This beautiful valley was the home to a community of butterflies in a wide array of colors and types.

The butterflies flew along the base of the hillside, throughout the meadows and near the stream. However, they never ventured beyond the valley. They never even flew to the top of the hillside to take a peek and what lied beyond this barrier. They were content with what they knew, and had no interest in expanding their horizons. The valley was a beautiful place, and they were just fine with that.

But one butterfly was not okay with this mediocre mindset. The valley was beautiful, indeed, but she wanted to learn new things, see new places and travel as far as her glorious wings could possibly take her.

So each day, Blossom ventured beyond the valley, taking in new sights and expanding her horizons.

The other butterflies did not like this at all. They scoffed at Blossom’s curious spirit and ridiculed her for seeking more. They did everything they could to dissuade Blossom from setting out on her journey each day,

But no matter how hard they tried to convince her that she was behaving foolishly, Blossom continued on her quest to discover amazing things. Each morning, after fluttering about in the valley, Blossom would fly high above the meadows and cross over the hillside.

She saw mountains, rivers and the ocean. She saw happy children playing in parks, far more than the few who would occasionally visit the valley to play. She visited the bushes and flower gardens of homes in quiet neighborhoods and frequented city parks surrounded by large buildings and honking horns.

And each day, when Blossom would return to her home in the valley, the other butterflies would laugh, point and stare. Some would whisper, while others would jeer.

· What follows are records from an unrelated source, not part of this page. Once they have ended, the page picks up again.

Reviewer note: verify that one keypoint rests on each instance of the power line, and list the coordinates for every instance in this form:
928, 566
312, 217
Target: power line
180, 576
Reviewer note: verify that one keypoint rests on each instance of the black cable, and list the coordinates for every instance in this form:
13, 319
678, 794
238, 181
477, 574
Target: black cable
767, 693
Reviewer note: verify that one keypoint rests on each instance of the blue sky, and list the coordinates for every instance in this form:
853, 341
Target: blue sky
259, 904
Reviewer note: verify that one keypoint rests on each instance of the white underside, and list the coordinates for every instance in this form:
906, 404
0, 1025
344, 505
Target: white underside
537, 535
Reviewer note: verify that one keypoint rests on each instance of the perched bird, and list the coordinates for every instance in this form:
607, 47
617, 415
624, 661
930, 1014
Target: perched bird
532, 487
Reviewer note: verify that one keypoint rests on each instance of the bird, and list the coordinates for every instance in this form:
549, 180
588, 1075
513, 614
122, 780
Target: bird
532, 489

One day upon returning from an exciting adventure, the taunting from the others was far worse than it had ever been. Blossom had had enough. “Why do you insist on being mean and spiteful?” said Blossom to the others. “Why do you poke fun at me every day and why is today worse than all the others?”  Bianca, who always seemed to be at the center of the mockery, fluttered forward. “Blossom, look at yourself,” she said in a disgusted tone. “You leave this valley every day, stretch your wings beyond their limits and spread them far and wide. And each day when you return, your wings are larger and grander than the day before. Now look at you! You are monstrous and hideously huge—a disgrace amongst butterflies.”

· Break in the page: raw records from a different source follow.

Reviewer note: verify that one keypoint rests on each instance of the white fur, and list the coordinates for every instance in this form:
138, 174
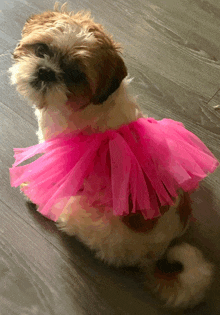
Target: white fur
104, 233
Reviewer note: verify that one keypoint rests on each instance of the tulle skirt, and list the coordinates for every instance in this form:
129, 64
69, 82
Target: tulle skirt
144, 163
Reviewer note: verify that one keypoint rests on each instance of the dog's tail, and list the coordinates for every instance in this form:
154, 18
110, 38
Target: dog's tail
187, 287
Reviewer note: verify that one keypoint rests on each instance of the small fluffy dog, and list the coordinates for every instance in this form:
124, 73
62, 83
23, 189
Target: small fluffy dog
73, 73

Blossom looked around at them all, shook her head at the sadness of this situation, drew in a deep breath and calmly responded, “Bianca, perhaps it is all of you who should look at yourselves.” They all looked around at one another, puzzled at the point Blossom was trying to make. “Have you all not noticed how much higher you have to fly before you get to the delicious bud of the Milk Thistle?” A few eyes began to open and expressions began to change. They hadn’t thought about it before, but now that Blossom mentioned it, they realized that was true. They quickly shook off any effect this truth had had upon them, and continued to scowl at Blossom. Blossom went on. “And have you all not noticed how long it takes you to flutter from one side of the stream to the other?”  Again, their expressions began to change. “And have you all not noticed how large the Purple Cone Flower is when you rest upon it, or how you must steady yourself when drinking from the Shasta Daisies so you don’t become stuck in its center or buried within its petals?” By this time, everyone was nodding in agreement. Blossom was correct…these things were true. But until this very moment, it had never occurred to any of them.

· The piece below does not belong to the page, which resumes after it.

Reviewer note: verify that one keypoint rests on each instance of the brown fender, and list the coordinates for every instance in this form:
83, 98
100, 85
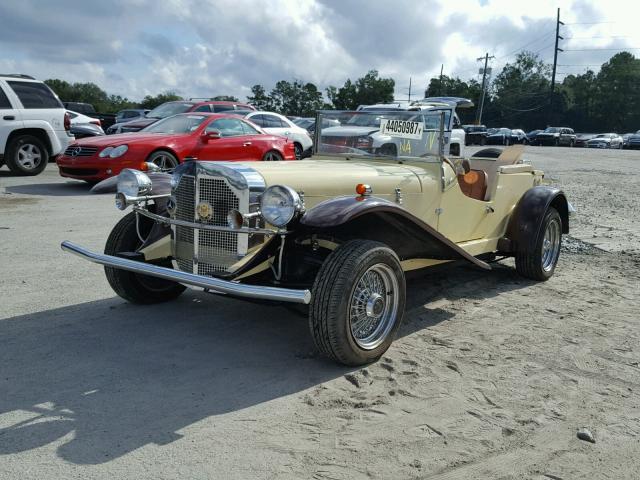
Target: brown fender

Blossom looked around at them all and said, “The flowers in the meadow have not changed. The hillside has not grown, and the stream has not widened.” She flew towards and landed upon a Shasta Daisy. “Notice my size compared to this flower. It is quite normal.” Everyone looked confused. Blossom did appear to be normal in size next to the daisy. They all looked at one another and then back at Blossom. “Broadening my horizons and spreading my wings has not caused me to become hideously huge,” she said. 

“Well then what is going on here, Blossom,” said Bianca in a flustered tone.

“Don’t you see?” responded Blossom. “It is not I who has become grand and monstrous. It is you and your wings that have become withered and wilted.”

~

Are you a Blossom or a Bianca? Will you allow your wings to wither and wilt?

Or will you spread them and take flight?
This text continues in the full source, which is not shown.